También, dijo, se encontraron 73 unidades habitacionales, así como terrazas agrícolas, evidencia de hornos, gran cantidad de metates, hachas de piedra, azadones y puntas de flecha. Estos vestigios corresponden a los periodos llamados Prehispánico Tardío (1300-1450) y Poscontacto (finales del siglo XVI y albores del XVII).

El arqueólogo Emiliano Gallaga indicó que de acuerdo con la distribución de estos asentamientos, el centro regional prehispánico posiblemente esté debajo de la comunidad actual de Onavas.

Así mismo, abundó que en varios de los sitios también fueron recuperadas vértebras de pescado y posibles pesas de piedra para redes. El especialista dijo que la evidencia material confirma una práctica agrícola con estrategias de control de agua, así como asentamientos de tamaño considerable y carácter sedentario.

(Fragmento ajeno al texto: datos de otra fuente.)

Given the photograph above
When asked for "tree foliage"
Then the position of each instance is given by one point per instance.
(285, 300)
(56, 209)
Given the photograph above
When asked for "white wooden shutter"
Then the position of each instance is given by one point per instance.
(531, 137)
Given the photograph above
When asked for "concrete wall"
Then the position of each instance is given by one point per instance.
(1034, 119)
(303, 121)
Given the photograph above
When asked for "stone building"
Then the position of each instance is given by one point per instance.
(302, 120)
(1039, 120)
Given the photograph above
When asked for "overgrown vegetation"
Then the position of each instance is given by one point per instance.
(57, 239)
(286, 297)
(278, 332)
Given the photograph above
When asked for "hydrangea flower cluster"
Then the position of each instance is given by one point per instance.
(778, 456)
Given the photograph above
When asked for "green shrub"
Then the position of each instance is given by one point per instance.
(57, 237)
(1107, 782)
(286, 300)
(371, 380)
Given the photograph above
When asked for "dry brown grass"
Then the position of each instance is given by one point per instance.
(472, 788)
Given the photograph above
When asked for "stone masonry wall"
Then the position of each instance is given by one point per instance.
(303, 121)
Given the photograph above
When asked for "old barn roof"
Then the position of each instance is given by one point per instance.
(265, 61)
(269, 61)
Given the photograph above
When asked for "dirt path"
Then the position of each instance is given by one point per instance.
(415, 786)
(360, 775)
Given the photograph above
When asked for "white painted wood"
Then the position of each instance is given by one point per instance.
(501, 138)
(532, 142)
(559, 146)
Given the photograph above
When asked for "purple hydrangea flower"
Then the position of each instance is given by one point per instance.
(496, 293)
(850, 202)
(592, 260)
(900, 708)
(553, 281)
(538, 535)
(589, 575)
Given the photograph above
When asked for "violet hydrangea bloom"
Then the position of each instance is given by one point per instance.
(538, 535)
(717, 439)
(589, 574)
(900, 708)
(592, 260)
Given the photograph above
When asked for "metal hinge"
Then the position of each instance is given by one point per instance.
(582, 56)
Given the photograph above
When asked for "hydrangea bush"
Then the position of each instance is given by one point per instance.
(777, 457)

“De acuerdo con documentos coloniales, el nombre de nébome se usó hasta el siglo XVII para identificar a las comunidades indígenas del Valle de Onavas, y a finales de esa centuria comenzó a utilizarse el término pimas bajos”.

Gallaga puntualizó que en el norte la ausencia de sociedades complejas como las que se desarrollaron en el centro de México, provocó que la penetración española durante la Conquista fuera lenta hacia la región denominada como Aridoamérica, y por ende que la descripción de los grupos prehispánicos fuera limitada por parte de los cronistas españoles.

“Lo anterior dejó un vacío de información sobre los grupos nativos por lo que la investigación tiene que hacerse de manera interdisciplinaria. En este caso, el diseño de estudio está basado en información documental etnohistórica y registros etnográficos, que aunado a los datos arqueológicos ha permitido llenar vacíos sobre la descripción de los nóbeme prehispánicos”.

Entre las crónicas a las que se ha recurrido para esta investigación, citó, las elaboradas en 1533 por Diego de Guzmán, quien da cuenta del primer registro del valle al describir la expedición hecha a la comunidad de Cumuripa, la más sureña del río Yaqui.

En tanto que,  destacó Emiliano Gallaga, fueron los jesuitas quienes dejaron la información etnohistórica más completa, recopilada a partir de su arribo a la región; los misioneros anotaron todas sus observaciones del área en sus reportes y documentos por más de 150 años, los cuales siguen siendo la fuente de información cultural fundamental acerca de estos grupos prehispánicos.

Las fuentes más significativas son los escritos de los frailes Pérez de Ribas, Juan Ortiz Zapata, Juan Varela, Philipp Segesser y el capitán Diego Martínez de Hurdaide, éste último ofrece valiosos testimonios, quien describe a los nébome como grupos pacíficos y dispuestos a la dominación española, y que incluso requerían constantemente del establecimiento de los misioneros.

“Esto, quizá como mecanismo de defensa ante la constante presión y hostilidades de los yaquis”, comentó el arqueólogo al referir que las crónicas también revelan que los nébomes vivían en casas de adobe, practicaban la agricultura de riego y eran los mejor vestidos de la región por su indumentaria caracterizada por pieles, piezas de algodón, joyería y plumas.

Sus unidades habitacionales estaban hechas de adobe compacto con techos de tierra, la mayoría de las casas contaban con huertas donde cultivaban plantas medicinales, de sustento y ornamentales; estos grupos practicaron la agricultura a las orillas y en las afluentes del río Yaqui; se dice que obtenían dos cosechas al año de maíz, frijol, calabaza, algodón y agave. También practicaron la caza, pesca y recolección de semillas de mesquite, cholla, tunas y nueces.

Respecto a los grupos con los que convivieron, concluyó que las fuentes documentales indican que mientras los pimas bajos o nébomes habitaban el centro del estado; los ópatas radicaban al norte de la región; al este, los guarijíos y tarahumaras; y los yoreme o yaquis al sur del territorio. Adicionalmente se menciona que a principios del siglo XVII los comcáac o seris, grupo cazador-recolector de la costa, también habitaban en la región de manera temporal.